A l’heure de la monétisation intensive des blogs, la sphère internet a prouvé qu’elle pouvait aussi bien servir de support à notre travail comme à nos loisirs. Les internautes n’hésitent plus à exposer leur travail sur des blogs ou des réseaux sociaux professionnels. Par ailleurs, se prenant de passion pour les feedbacks clients, les internautes sont nombreux à laisser leurs avis, critiques et commentaires sous leur véritable identité.

Toutes ces données numériques laissent une trace, plus ou moins flatteuse, qui peut parfois entacher la e-réputation de l’internaute. Si plusieurs sites se sont spécialisés dans l’écrasement des données numériques personnelles, afin de pallier à ce fléau, qu’en est-il lorsqu’il n’est plus possible d’agir ? Suite à notre décès, que vont devenir nos données numériques ?

Données numériques post-mortem : la législation existante

Les blogs et réseaux sociaux ne sont pas les seules données numériques laissant une empreinte problématique sur la toile. Ainsi, les données numériques peuvent aussi bien comprendre vos données bancaires, que vos éléments d’identification (adresse IP, identifiants, mots de passe…). Que deviendront vos bitcoins ou vos noms de domaine ? Comment protéger vos données après votre décès ?

Face à cette problématique, une solution a été mise en oeuvre. Le nouvel article 40-1 de la loi Informatique et libertés met en place une législation relative à la gestion de ces données numériques. A tout moment, vous pouvez exiger la suppression, le verrouillage, ou même la rectification de vos données personnelles.

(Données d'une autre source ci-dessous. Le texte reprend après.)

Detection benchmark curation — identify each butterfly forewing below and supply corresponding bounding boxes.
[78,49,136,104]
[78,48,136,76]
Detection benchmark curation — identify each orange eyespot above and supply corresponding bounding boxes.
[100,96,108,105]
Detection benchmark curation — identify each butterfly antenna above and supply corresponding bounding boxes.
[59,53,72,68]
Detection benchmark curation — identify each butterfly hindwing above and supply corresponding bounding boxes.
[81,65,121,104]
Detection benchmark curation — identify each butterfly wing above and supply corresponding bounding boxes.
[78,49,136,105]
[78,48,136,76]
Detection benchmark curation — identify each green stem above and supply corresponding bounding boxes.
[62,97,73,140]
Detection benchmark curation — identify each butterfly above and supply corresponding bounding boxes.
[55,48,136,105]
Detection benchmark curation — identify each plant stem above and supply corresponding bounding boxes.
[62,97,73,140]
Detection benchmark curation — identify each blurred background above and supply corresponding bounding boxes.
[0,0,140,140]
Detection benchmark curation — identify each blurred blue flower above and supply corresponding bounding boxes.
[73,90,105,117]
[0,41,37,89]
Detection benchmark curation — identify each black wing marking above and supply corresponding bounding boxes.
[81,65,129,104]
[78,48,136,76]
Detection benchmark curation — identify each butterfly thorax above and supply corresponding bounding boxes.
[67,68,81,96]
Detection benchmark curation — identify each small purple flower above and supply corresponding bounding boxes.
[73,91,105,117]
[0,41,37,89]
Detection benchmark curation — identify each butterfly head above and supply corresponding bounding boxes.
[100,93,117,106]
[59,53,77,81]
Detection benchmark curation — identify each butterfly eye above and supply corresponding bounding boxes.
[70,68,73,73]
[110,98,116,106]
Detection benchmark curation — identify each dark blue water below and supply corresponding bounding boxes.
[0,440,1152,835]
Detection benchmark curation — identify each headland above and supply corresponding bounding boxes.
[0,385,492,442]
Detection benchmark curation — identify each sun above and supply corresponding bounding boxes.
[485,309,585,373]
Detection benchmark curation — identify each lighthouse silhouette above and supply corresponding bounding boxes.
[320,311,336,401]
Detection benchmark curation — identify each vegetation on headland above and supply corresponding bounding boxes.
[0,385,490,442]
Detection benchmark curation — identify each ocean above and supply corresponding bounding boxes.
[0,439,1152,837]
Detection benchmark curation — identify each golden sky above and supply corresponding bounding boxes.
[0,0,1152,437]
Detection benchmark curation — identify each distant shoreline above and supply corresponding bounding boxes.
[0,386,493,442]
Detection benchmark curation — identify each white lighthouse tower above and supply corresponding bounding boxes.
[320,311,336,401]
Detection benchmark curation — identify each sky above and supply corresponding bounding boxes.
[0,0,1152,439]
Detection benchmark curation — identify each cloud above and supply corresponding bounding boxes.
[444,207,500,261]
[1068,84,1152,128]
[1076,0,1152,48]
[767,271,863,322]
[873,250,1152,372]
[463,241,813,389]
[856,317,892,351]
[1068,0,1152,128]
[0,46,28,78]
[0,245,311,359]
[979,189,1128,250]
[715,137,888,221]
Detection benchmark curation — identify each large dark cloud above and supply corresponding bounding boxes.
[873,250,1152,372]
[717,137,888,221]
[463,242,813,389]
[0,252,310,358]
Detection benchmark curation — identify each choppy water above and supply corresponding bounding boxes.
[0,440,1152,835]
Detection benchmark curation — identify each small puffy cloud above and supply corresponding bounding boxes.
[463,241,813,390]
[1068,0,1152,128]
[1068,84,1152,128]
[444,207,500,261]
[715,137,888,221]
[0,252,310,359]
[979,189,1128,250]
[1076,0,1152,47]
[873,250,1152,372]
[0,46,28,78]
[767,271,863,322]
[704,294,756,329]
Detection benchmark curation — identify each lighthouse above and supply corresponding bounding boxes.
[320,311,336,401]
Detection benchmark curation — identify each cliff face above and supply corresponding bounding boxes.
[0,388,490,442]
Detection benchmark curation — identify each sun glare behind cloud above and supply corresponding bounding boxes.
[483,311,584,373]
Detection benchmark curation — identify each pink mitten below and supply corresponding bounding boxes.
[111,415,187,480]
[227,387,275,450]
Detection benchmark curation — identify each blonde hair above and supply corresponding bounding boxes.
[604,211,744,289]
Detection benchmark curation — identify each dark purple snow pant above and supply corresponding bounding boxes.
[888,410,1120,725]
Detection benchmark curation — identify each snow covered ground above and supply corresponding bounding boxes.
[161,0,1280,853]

Pour pouvoir y parvenir, vous pouvez ainsi choisir d’établir un testament numérique. Deux possibilités s’offrent à vous. Ainsi, vous pouvez désigner un tiers de confiance, pour gérer vos données numériques personnelles. Il vous suffit d’enregistrer vos directives, ainsi que l’identité de votre tiers de confiance. Le processus sera certifié par la CNIL. Vous pouvez également choisir d’adresser des directives particulières aux plateformes web. Vous pourrez ainsi demander toutes informations relatives à la conservation, à l’effacement, ou à la communication de vos données. Dans tous les cas, il s’agit d’anticiper votre décès.

Données numériques des réseaux sociaux

Pour le moment, les réseaux sociaux doivent être gérés au cas par cas. Il n’existe pas encore de plateforme permettant de gérer globalement l’avenir de vos réseaux sociaux. Contrairement à ce que l’on pourrait penser, il ne s’agit pas d’une problématique mineure, dans la mesure où la CNIL estime qu’un profil Facebook sur 100 est le profil d’une personne décédée. Sachez néanmoins que s’agissant de données personnelles et confidentielles, il sera impossible pour vos proches d’accéder à vos réseaux sociaux lors de votre décès.

Pour démarrer, pour Facebook, vous pouvez ainsi désigner un contact légataire, via les paramètres de votre compte. Ce contact sera chargé d’administrer votre compte à votre décès, que vous souhaitiez en faire un mémorial, ou bien le supprimer purement et simplement. Il s’agit d’adresser vos directives à une personne de confiance, car elle sera seule aux commandes de votre compte, et aura accès à toutes vos données. Bien entendu, ce contact légataire pourra être actualisé au cours de votre vie. Suite à votre décès, vos proches pourront contacter directement Facebook pour créer un compte de commémoration.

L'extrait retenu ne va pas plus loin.